Sun | Apr 28, 2024

Caribbean Cement banking on mega projects to sustain momentum

Published:Friday | March 1, 2024 | 12:08 AM

Caribbean Cement Company’s performance beat wider construction sector activity, but its bottom line growth was moderate at just three to four per cent.

The outlook for Jamaica’s sole cement maker and producer of the Carib Cement brand remains robust due to large ongoing construction projects.

Caribbean Cement made annual profit of $5.6 billion for 2023, up $200 million, or 3.5 per cent, year-on-year. That equated to earnings per share of $6.55, compared to $6.33 in 2022. Revenue totalled $27.7 billion, reflecting a 7.3 per cent growth at a time when the construction sector was last reported by the Planning Institute of Jamaica as having contracted by 2.8 per cent.

The profit growth was due to higher revenue as well as cost-containment measures.

The company also strengthened its cash holdings, from $574 million to $4 billion, despite capital expenditures and increased dividend payments. Operating cash also strengthened from $4.2 billion to $7.5 billion.

Last year, Caribbean Cement paid out $1.6 billion in dividends, up from $1.26 billion in 2022, when it ended a near two-decade hiatus on distributions to shareholders. Some of that period, from around 2009 to 2012, was marked by sustained losses at the company due to heavy finance costs related to arrangements with direct parent company Trinidad Cement Limited.
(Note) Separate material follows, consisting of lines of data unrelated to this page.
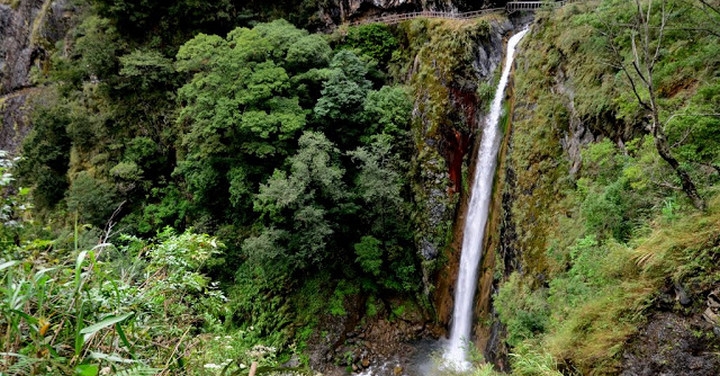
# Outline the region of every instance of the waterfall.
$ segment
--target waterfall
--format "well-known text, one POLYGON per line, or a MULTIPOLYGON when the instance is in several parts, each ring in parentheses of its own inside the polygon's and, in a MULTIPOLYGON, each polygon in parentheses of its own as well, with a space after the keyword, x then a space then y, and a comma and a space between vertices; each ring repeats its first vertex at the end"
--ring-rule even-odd
POLYGON ((444 355, 446 365, 458 370, 465 370, 470 367, 467 361, 467 347, 470 344, 470 331, 473 322, 473 300, 477 288, 477 270, 483 252, 482 242, 485 235, 490 193, 492 192, 495 164, 500 144, 498 120, 502 111, 502 100, 505 96, 505 87, 510 75, 515 46, 527 31, 525 29, 513 35, 508 41, 505 66, 495 91, 490 113, 485 119, 485 129, 482 134, 480 150, 478 150, 475 180, 463 230, 460 271, 455 285, 455 306, 453 308, 450 341, 444 355))

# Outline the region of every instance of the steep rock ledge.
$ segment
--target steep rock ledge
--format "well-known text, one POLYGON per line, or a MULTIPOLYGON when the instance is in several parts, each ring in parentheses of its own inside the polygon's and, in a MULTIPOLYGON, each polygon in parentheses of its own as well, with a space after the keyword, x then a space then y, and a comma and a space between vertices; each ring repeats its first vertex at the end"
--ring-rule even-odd
MULTIPOLYGON (((587 50, 578 51, 578 46, 586 42, 583 38, 588 36, 568 26, 573 25, 570 18, 579 13, 573 11, 573 7, 567 7, 558 10, 555 15, 540 15, 516 59, 517 96, 508 144, 508 163, 503 171, 503 210, 495 283, 500 286, 510 273, 518 272, 520 283, 528 291, 524 296, 527 300, 535 296, 531 296, 530 291, 552 292, 552 283, 557 283, 557 279, 553 278, 570 268, 566 260, 558 262, 557 253, 553 252, 569 249, 577 239, 585 236, 582 224, 575 225, 581 210, 579 203, 572 201, 576 181, 586 173, 583 171, 581 150, 603 139, 611 140, 618 150, 623 150, 625 142, 637 138, 640 132, 619 121, 613 106, 603 105, 603 101, 615 98, 615 93, 603 92, 605 86, 590 86, 588 89, 588 83, 583 82, 583 79, 588 80, 587 77, 592 77, 590 81, 597 81, 597 77, 609 75, 603 70, 604 66, 598 68, 583 64, 587 61, 584 59, 595 55, 587 50), (598 103, 601 105, 588 108, 598 103)), ((588 164, 587 160, 585 163, 588 164)), ((547 351, 560 370, 568 373, 627 376, 717 374, 717 356, 711 355, 720 346, 720 329, 713 311, 720 307, 720 303, 714 300, 715 291, 711 292, 717 288, 717 282, 715 278, 703 278, 706 278, 704 273, 713 270, 707 265, 717 265, 716 250, 720 238, 713 225, 707 225, 712 231, 694 230, 693 227, 703 228, 713 223, 717 220, 714 215, 710 210, 710 215, 706 213, 702 219, 684 219, 687 227, 680 232, 672 225, 665 225, 670 228, 665 229, 667 233, 659 231, 648 235, 649 239, 669 236, 674 240, 686 236, 697 244, 678 241, 679 244, 673 245, 670 250, 652 242, 645 246, 652 252, 677 252, 691 257, 694 263, 703 265, 702 270, 698 268, 681 277, 681 284, 673 281, 679 277, 671 276, 667 270, 647 266, 643 270, 634 269, 641 264, 637 258, 617 262, 614 265, 632 270, 627 272, 629 277, 623 277, 628 283, 643 278, 646 283, 638 289, 639 292, 634 292, 632 287, 622 286, 623 280, 617 277, 616 284, 608 290, 626 291, 622 295, 623 302, 632 301, 634 293, 644 299, 642 307, 634 306, 633 315, 619 315, 622 318, 612 322, 618 328, 623 325, 626 328, 618 329, 611 325, 609 328, 612 329, 608 329, 607 321, 602 321, 601 315, 594 316, 593 307, 597 312, 604 312, 615 303, 603 306, 597 304, 601 301, 599 297, 593 297, 587 306, 578 310, 582 314, 573 317, 575 320, 586 320, 582 324, 584 326, 579 325, 572 328, 572 332, 559 335, 549 332, 554 328, 548 332, 543 332, 546 329, 538 330, 538 336, 544 335, 538 342, 542 343, 539 347, 545 346, 540 351, 547 351), (699 261, 704 255, 713 255, 712 262, 699 261), (650 279, 646 273, 657 273, 660 277, 650 279), (693 280, 694 283, 689 282, 693 280), (596 305, 593 306, 594 303, 596 305), (567 342, 558 345, 558 337, 562 335, 567 342), (602 340, 603 336, 607 337, 604 343, 593 341, 598 337, 602 340)), ((661 225, 651 227, 663 228, 661 225)), ((623 246, 627 246, 628 250, 639 247, 636 244, 623 246)), ((637 248, 634 250, 638 251, 637 248)), ((611 259, 610 255, 608 259, 611 259)), ((677 270, 676 266, 669 270, 677 270)), ((720 299, 717 301, 720 302, 720 299)), ((521 308, 527 309, 524 313, 537 312, 532 311, 537 306, 521 308)), ((565 322, 573 322, 563 317, 556 306, 546 305, 537 309, 543 308, 555 310, 551 314, 558 315, 565 322)), ((497 321, 493 321, 492 327, 493 336, 488 350, 493 351, 486 351, 485 355, 486 359, 502 368, 506 360, 503 353, 507 351, 502 337, 506 330, 497 321)))

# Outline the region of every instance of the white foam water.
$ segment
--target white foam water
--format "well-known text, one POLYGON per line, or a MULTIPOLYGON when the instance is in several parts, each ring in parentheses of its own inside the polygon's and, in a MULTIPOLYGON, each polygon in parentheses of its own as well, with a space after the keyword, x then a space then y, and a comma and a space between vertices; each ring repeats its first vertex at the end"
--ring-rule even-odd
POLYGON ((498 121, 502 112, 502 100, 510 76, 515 47, 527 31, 528 29, 520 31, 508 41, 505 66, 495 91, 490 113, 485 119, 485 128, 482 133, 480 150, 478 150, 475 179, 463 230, 460 271, 455 285, 455 305, 450 340, 443 355, 445 367, 458 371, 470 368, 470 363, 467 360, 467 350, 468 346, 472 346, 470 342, 470 331, 473 322, 472 306, 475 290, 477 289, 477 270, 483 254, 482 241, 485 235, 485 224, 488 218, 490 194, 492 193, 492 183, 500 144, 498 121))

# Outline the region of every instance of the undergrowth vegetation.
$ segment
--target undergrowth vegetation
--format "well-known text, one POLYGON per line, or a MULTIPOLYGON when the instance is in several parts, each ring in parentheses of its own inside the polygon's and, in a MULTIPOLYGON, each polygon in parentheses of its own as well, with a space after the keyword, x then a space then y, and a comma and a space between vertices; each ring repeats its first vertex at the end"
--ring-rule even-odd
MULTIPOLYGON (((717 136, 707 132, 720 129, 709 94, 720 83, 720 44, 715 33, 685 28, 711 25, 712 15, 669 1, 649 18, 653 30, 667 22, 651 41, 660 51, 653 95, 671 152, 707 202, 697 211, 619 68, 634 59, 633 35, 618 31, 636 22, 631 3, 539 12, 517 59, 510 159, 522 272, 495 301, 517 374, 615 374, 663 291, 691 291, 690 306, 663 309, 692 316, 717 288, 720 176, 717 136)), ((635 89, 641 100, 649 95, 635 89)))
POLYGON ((109 243, 76 225, 69 243, 18 245, 20 233, 37 230, 26 193, 9 194, 12 161, 2 161, 0 374, 210 376, 277 366, 282 337, 225 324, 228 299, 206 274, 225 248, 217 238, 166 228, 109 243))

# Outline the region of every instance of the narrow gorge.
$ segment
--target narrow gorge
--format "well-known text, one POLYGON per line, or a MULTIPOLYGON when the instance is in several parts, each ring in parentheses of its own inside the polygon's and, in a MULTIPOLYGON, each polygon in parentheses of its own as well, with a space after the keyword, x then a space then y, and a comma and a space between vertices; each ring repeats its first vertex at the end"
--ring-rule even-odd
POLYGON ((468 370, 468 346, 472 346, 471 333, 474 318, 474 299, 477 291, 478 267, 483 257, 485 228, 490 211, 490 197, 495 177, 497 153, 500 146, 500 117, 505 89, 512 70, 515 48, 527 33, 527 29, 513 35, 507 42, 505 63, 500 81, 490 104, 481 134, 480 147, 473 172, 470 202, 463 226, 460 270, 455 286, 450 342, 444 359, 449 367, 468 370))
POLYGON ((719 1, 0 0, 0 375, 716 376, 719 1))

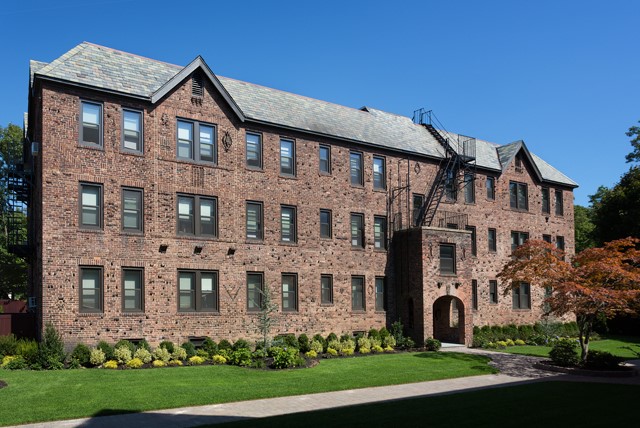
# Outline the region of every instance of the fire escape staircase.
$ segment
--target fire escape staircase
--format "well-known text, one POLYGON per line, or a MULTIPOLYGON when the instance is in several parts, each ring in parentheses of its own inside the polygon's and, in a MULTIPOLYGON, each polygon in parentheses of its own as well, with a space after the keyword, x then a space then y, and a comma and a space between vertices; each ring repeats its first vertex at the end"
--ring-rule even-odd
POLYGON ((5 220, 7 247, 19 257, 28 255, 27 207, 31 186, 31 162, 24 158, 5 160, 4 188, 6 194, 1 210, 5 220))
MULTIPOLYGON (((458 146, 458 150, 452 146, 454 137, 450 135, 444 126, 442 126, 431 110, 416 110, 413 115, 414 123, 424 126, 427 131, 440 143, 445 152, 445 157, 438 164, 435 177, 431 182, 431 186, 425 193, 425 198, 418 216, 415 219, 414 226, 431 226, 433 219, 438 211, 440 202, 445 194, 447 185, 457 187, 458 175, 462 171, 475 174, 475 139, 457 136, 454 144, 458 146), (425 120, 426 119, 426 120, 425 120), (438 124, 436 128, 433 123, 438 124), (461 139, 463 139, 461 141, 461 139), (453 181, 448 183, 448 181, 453 181)), ((465 183, 465 185, 473 185, 465 183)))

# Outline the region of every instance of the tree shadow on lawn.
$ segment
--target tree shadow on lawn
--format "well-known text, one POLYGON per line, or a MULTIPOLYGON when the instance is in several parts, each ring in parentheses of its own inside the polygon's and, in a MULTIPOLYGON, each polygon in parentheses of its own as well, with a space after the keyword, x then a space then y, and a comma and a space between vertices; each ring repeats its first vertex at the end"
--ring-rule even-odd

Cemex, which is the ultimate parent for Caribbean Cement and Trinidad Cement, revised the arrangement subsequent to it acquisition of the regional cement business in 2017, putting the Jamaican plant on the path to greater profitability.

Caribbean Cement now generates record earnings aided by the boom in construction that arose from the pandemic. It has resulted in solid gains for the Rockfort, Kingston-based company as the primary provider of cement in the island. In 2023, Caribbean Cement earned three times the $1.88 billion in net profit reported before the onset of the pandemic in 2019.

In its newly released earnings report, the company noted that it will strive to keep cement available to its customers, despite being close to its full capacity of one million tonnes.

“We are continuing to deploy investments to ensure that we can better satisfy the local market demand, prioritising a reliable supply of our brands and allocating any spare capacity where necessary, as was previously done with the export of 7,000 metric tonnes of high-early strength cement to the Turks and Caicos Islands and St Kitts and Nevis,” it said.

Caribbean Cement, which is now led by Jorge Martinez as managing director, holds assets totalling $33 billion, with its largest being its plant at Rockfort in Kingston. It holds capital of $24 billion, from $20 billion a year earlier, reflecting increased profit at the company.

Martinez replaced Yago Castro last November, after Castro was promoted within the wider Cemex group.